District Judge Billy Roy Wilson wrote in his order dismissing the case that, “Posting articles written by people with similar beliefs does not create a RICO enterprise,” and that, “Donating to people whose cause you support does not create a RICO enterprise.”

Last month, the same Davis Wright Tremaine team won dismissal of similar RICO claims lodged against Greenpeace by Resolute Forest Products. That case was heard in the Northern District of California.

“The dismissal of these cases is of enormous importance not just to our clients but to watchdog and advocacy groups of all stripes,” said Koonce. “Because if companies criticized by such organizations were able to bring claims under the guise of RICO, with its treble damage provision, that are really designed to chill speech, it would put critical discourse on issues of public significance at great risk.”

 

 




MoFo Faces Overbilling Lawsuit Alleging ‘A Billing Feeding Frenzy’

A lawsuit filed in the U.S. District Court for the Western District of Texas against Morrison & Foerster accuses the firm of expending “an exorbitant and excessive amount of time” running up the bill for clients, reports Above the Law.

The five plaintiffs hired the firm to handle the winding down of the entities.

They allege that MoFo had 34 different timekeepers bill 669 hours at a cost of $484,321 during a two-month period.

“The complaint also says while the firm had arranged for $625,319 to be paid to its trust account, it also “unilaterally decided to pay itself from these funds—although this was never authorized.
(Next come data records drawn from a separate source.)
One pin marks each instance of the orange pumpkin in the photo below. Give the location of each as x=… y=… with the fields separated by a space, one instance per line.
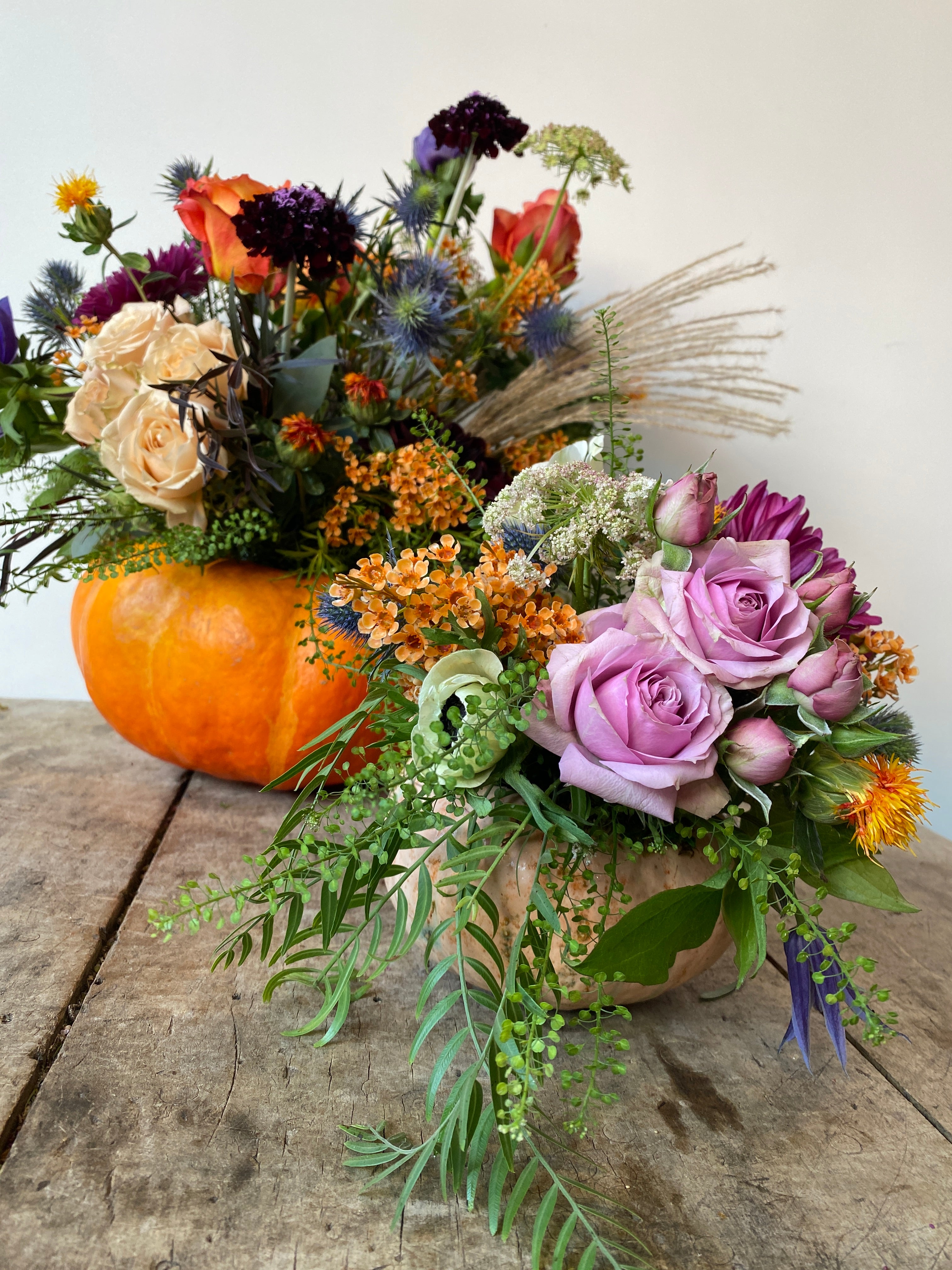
x=204 y=668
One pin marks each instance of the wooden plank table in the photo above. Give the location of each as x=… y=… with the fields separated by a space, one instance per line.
x=154 y=1117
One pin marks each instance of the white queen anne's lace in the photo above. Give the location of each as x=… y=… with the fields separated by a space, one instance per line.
x=575 y=503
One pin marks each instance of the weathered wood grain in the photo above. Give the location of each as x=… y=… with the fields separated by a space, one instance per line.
x=915 y=954
x=178 y=1128
x=78 y=808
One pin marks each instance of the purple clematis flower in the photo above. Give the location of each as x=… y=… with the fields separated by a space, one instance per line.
x=9 y=348
x=182 y=261
x=805 y=991
x=774 y=516
x=804 y=994
x=428 y=154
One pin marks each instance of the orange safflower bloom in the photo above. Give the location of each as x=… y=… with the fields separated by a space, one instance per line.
x=364 y=392
x=304 y=433
x=888 y=812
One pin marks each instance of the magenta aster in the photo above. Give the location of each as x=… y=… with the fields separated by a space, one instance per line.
x=774 y=516
x=187 y=277
x=479 y=121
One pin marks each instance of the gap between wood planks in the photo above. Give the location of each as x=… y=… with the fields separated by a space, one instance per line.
x=48 y=1056
x=874 y=1062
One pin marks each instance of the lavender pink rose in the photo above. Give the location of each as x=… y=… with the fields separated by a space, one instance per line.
x=830 y=684
x=635 y=722
x=734 y=615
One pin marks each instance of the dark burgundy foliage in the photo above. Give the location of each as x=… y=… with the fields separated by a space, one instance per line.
x=482 y=121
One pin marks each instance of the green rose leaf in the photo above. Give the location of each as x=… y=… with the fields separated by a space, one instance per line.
x=866 y=882
x=644 y=944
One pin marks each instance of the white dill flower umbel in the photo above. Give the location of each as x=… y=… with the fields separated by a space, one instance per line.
x=577 y=505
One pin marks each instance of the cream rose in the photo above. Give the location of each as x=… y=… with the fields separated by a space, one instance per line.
x=178 y=353
x=158 y=459
x=97 y=402
x=126 y=338
x=187 y=352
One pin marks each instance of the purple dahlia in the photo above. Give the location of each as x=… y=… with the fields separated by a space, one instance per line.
x=187 y=277
x=479 y=121
x=299 y=224
x=772 y=516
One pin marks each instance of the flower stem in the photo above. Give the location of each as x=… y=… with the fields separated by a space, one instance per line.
x=290 y=296
x=456 y=203
x=133 y=277
x=541 y=243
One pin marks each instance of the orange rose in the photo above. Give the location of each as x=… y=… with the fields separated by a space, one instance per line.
x=560 y=249
x=206 y=208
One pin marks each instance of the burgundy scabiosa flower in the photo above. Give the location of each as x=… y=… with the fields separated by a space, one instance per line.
x=187 y=279
x=774 y=516
x=299 y=224
x=479 y=121
x=428 y=154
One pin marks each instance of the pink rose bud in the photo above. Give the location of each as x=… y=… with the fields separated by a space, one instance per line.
x=757 y=751
x=830 y=684
x=837 y=592
x=685 y=511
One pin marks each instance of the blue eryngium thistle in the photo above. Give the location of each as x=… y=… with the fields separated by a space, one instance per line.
x=547 y=328
x=522 y=538
x=50 y=305
x=414 y=205
x=179 y=172
x=341 y=621
x=417 y=309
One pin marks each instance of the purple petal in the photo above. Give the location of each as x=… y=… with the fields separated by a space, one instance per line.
x=832 y=1014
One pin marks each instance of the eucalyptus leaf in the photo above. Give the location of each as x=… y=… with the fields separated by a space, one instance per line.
x=853 y=742
x=866 y=882
x=301 y=384
x=644 y=944
x=756 y=793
This left $170,978 in the trust account,” according to Above the Law senior editor Kathryn Rubino.

 Read the Above the Law article.

 

 




Dallas Quadriplegic Crash Victim Wins $37.6 Million in Seat Belt Suit

A jury has awarded $37.6 million to a Dallas woman who was left paralyzed from injuries caused by a poorly designed seat belt system in a Honda minivan that rolled over in a collision in Dallas in 2015, according to a post on the website of Androvett Legal Media.

Sarah Milburn, 27, was a passenger in a Honda Odyssey that was hit broadside by a pickup truck on Nov. 15, 2015, causing the van to roll over onto its side and top. Milburn, who was a passenger in the third-row middle seat, suffered a broken neck and was left a quadriplegic, with very limited use of her arms and hands.

Milburn sued American Honda Motor Co. Inc. of Torrance, California, a subsidiary of Honda Motor Co., Ltd., claiming Honda’s design for the seat belt in the third row’s middle seat is defective. Specifically, the seat belt is a two-part system requiring the user to grasp a detachable shoulder strap from the van’s ceiling, anchor it to the seat and then pull the belt across the user’s hips and buckle it.

In independent testing, an expert showed the jury that fewer than 10 percent of people who were unfamiliar with the van’s two-part seat belt system were able to use it properly.

“What the jury understood is that it’s not enough to just equip a car with seat belts. The carmaker also has to make sure people can and will use them safely,” said attorney Charla Aldous of Aldous\Walker in Dallas, who along with Brent Walker represented Milburn at trial. “Sarah put the seat belt on the same way 50 out of 53 people in our studies did and wearing it that way was actually more dangerous than having no seat belt at all.”

Milburn also was represented by attorney Jim Mitchell of the PayneMitchell Law Group in Dallas.

The jury verdict includes a finding that the regulations governing seat belts in passenger cars were inadequate to protect the public from harm. The family is hopeful the finding will lead to the creation of “Sarah’s Law,” which would forbid automakers from using this seat belt system in the future, according to the Androvett post.

The case is Sarah Milburn v. American Honda Motor Co. Inc., number DC-16-16470 in the 116th Civil District Court in Dallas County, Texas.